El costo de los malos gobiernos en México

Teresa Miranda

Aguascalientes, Ags.- Oaxaca y Chiapas han recibido durante años cantidades enormes de dinero federal y siguen entre los estados más pobres del país. ¿La razón? “Malas políticas públicas, pésimos gobiernos y mucha corrupción”, sentenció el exgobernador Otto Granados Roldán en el foro sobre la obra de los gobernadores del Partido Revolucionario Institucional (PRI) en Aguascalientes.

Oaxaca tardaría 65 años en alcanzar el nivel de Nuevo León, incluso si creciera al 10 por ciento anual mientras Nuevo León permaneciera estancado, para Granados Roldán, el problema no es cuánto se gasta sino en qué.

“Gastamos en cosas que no ayudan a mitigar la desigualdad”, criticó sobre la calidad del gasto público como el gran pendiente de los gobiernos mexicanos.

En contraste, estados como Nuevo León y Coahuila han reducido la brecha social con economías diversificadas, empleo formal y mejores políticas públicas, proponiendo que sí es posible achicar la desigualdad cuando hay voluntad y criterio.

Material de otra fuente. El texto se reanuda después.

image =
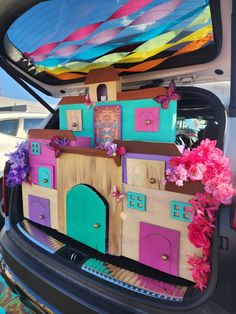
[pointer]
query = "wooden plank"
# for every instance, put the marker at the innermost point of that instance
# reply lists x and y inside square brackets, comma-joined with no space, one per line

Aguascalientes, advirtió, no está exento de caer en ese mismo error. Con una informalidad laboral que ya roza el 44 por ciento y una deuda pública en ascenso, el estado tiene una ventana de oportunidad que no puede desperdiciar.

La disyuntiva es clara: invertir bien ahora o pagar las consecuencias en las próximas décadas. Con esa información cuestiona si los gobiernos actuales están dispuestos a aprender la lección.